900 East Main Street

Richmond, Virginia  23219

Dear Mr. Cuccinelli:

I am troubled by your order to the University of Virginia to provide you with documents related to Professor Michael Mann, an Earth scientist involved in climate change research. Based on the editorial in the Washington Post on May 7, 2010, I am not alone in my concerns over your inappropriate use of government resources to intimidate and harass scientists whose findings conflict with your view of the world.

Clearly, we fundamentally disagree on the issue of climate change and the merits of legislation and regulatory policy to reduce the emissions of CO2 and other greenhouse gases.  But our Constitution and our democratic process afford us multiple opportunities to influence federal policy and our response to climate change.  You have already availed yourself of the courts to overturn EPA’s endangerment finding and also have petitioned EPA to reconsider its findings. These are legitimate means by which to address your disagreement with the Obama administration’s response to the threat of climate change.

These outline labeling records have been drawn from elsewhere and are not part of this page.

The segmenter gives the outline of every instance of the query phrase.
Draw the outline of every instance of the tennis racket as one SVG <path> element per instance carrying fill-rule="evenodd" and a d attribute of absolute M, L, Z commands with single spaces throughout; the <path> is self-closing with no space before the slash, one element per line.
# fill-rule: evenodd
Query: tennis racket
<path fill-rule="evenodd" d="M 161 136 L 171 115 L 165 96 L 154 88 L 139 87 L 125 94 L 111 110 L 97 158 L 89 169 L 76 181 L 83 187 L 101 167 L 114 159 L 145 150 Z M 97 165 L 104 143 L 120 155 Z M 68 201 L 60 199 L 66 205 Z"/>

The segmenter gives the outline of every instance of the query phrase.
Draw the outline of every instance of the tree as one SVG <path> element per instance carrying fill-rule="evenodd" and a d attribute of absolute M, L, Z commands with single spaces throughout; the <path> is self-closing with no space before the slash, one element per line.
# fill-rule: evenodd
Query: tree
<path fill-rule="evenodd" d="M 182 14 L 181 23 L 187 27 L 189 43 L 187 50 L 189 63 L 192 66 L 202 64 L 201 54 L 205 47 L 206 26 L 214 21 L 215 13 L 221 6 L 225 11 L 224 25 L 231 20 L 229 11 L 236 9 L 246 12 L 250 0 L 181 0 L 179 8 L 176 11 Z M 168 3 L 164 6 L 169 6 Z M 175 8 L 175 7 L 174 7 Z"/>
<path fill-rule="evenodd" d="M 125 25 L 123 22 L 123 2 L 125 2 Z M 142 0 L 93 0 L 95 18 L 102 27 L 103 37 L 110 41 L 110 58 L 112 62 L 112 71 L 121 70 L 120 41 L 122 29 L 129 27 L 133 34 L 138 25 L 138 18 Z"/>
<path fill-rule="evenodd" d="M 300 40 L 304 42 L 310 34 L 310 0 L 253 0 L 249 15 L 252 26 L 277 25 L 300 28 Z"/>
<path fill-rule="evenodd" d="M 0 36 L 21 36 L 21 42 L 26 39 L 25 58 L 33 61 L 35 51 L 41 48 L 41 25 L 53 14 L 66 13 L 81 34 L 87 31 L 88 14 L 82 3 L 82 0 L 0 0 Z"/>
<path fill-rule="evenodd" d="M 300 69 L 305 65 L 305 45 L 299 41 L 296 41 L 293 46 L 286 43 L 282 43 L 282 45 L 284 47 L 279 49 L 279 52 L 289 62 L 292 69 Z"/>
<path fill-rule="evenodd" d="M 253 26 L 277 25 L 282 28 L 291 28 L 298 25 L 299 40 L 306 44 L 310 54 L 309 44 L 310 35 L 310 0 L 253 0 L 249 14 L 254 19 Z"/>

It is entirely inappropriate, however, to harass and intimidate scientists whose research supports EPA’s finding and the Obama administration’s policy response.  I find it incredible that you issued a civil investigative demand to the University of Virginia, seeking all documents and emails related to Professor Mann’s research based on your claim that fraud was perpetrated with state taxpayer dollars.  Your order singles out five grants – four of which were awarded by federal government agencies – that Professor Mann received while at the University of Virginia between 1999 and 2005.  If by fraud, you are alleging some deception on the part of Professor Mann in obtaining or using the funds, the scientific community through its peer review process and federal and state research grant oversight procedures would have uncovered it.  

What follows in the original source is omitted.